Gaussian basis sets violate nuclear cusp conditions.[Kato(1957), Pack and Brown(1966), Rassolov and Chipman(1996a)] This may lead to large errors in wave function at nuclei, particularly for spin density calculations.[Chipman(1989)] This problem can be alleviated by using an averaging operator that compute wave function density based on constraints that wave function must satisfy near Coulomb singularity.[Rassolov and Chipman(1996b), Rassolov and Chipman(1996c)] The derivation of operators is based on hyper virial theorem[Hirschfelder(1960)] and presented in Ref. Rassolov:1996b. Application to molecular spin densities for spin-polarized[Rassolov and Chipman(1996c)] and DFT[Wang et al.(2000a)Wang, Baker, and Pulay] wave functions show considerable improvement over traditional delta function operator.

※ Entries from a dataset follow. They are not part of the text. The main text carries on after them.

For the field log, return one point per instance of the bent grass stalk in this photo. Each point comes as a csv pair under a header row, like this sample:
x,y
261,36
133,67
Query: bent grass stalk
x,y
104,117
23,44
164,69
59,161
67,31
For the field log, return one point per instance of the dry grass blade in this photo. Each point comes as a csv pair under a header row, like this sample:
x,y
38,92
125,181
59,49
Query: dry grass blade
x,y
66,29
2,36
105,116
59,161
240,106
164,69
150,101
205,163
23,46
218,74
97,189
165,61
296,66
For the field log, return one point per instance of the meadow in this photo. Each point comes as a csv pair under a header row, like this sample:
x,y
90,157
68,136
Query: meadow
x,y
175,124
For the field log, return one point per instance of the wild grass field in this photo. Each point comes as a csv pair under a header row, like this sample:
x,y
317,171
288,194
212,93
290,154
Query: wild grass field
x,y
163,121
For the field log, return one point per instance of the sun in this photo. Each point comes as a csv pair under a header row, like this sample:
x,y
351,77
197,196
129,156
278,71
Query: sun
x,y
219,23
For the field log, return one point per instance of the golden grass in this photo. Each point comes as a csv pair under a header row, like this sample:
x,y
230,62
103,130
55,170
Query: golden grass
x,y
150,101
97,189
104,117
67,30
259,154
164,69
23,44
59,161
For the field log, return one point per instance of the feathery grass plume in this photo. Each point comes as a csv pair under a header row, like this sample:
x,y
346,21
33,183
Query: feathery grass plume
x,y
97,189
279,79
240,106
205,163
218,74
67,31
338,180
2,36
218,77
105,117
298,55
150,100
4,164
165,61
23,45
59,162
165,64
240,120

One of the simplest forms of such operators is based on the Gaussian weight function $\exp [-(Z/r_{0})^{2}(\ensuremath{\mathbf{r}}-\ensuremath{\mathbf{R}})^{2}]$ that samples the vicinity of a nucleus of charge $Z$ located at $\bf R$ . The parameter $r_0$ has to be small enough to neglect two-electron contributions of the order $\mbox{${\cal {O}}({r_{0}^4})$}$ but large enough for meaningful averaging. The range of values between 0.15–0.3 a.u. has been shown to be adequate, with final answer being relatively insensitive to the exact choice of $r_0$ .[Rassolov and Chipman(1996b), Rassolov and Chipman(1996c)] The value of $r_0$ is chosen by RC_R0 keyword in the units of 0.001 a.u. The averaging operators are implemented for single determinant Hartree-Fock and DFT, and correlated SSG wave functions. Spin and charge densities are printed for all nuclei in a molecule, including ghost atoms.

RC_R0

Determines the parameter in the Gaussian weight function used to smooth the density at the nuclei.

TYPE:

INTEGER

DEFAULT:

0

OPTIONS:

0

Corresponds the traditional delta function spin and charge densities

$n$

corresponding to $n\times 10^{-3}$ a.u.

RECOMMENDATION:

We recommend value of 250 for a typical spit valence basis. For basis sets with increased flexibility in the nuclear vicinity the smaller values of $r_0$ also yield adequate spin density.

0	Corresponds the traditional delta function spin and charge densities
$n$	corresponding to $n\times 10^{-3}$ a.u.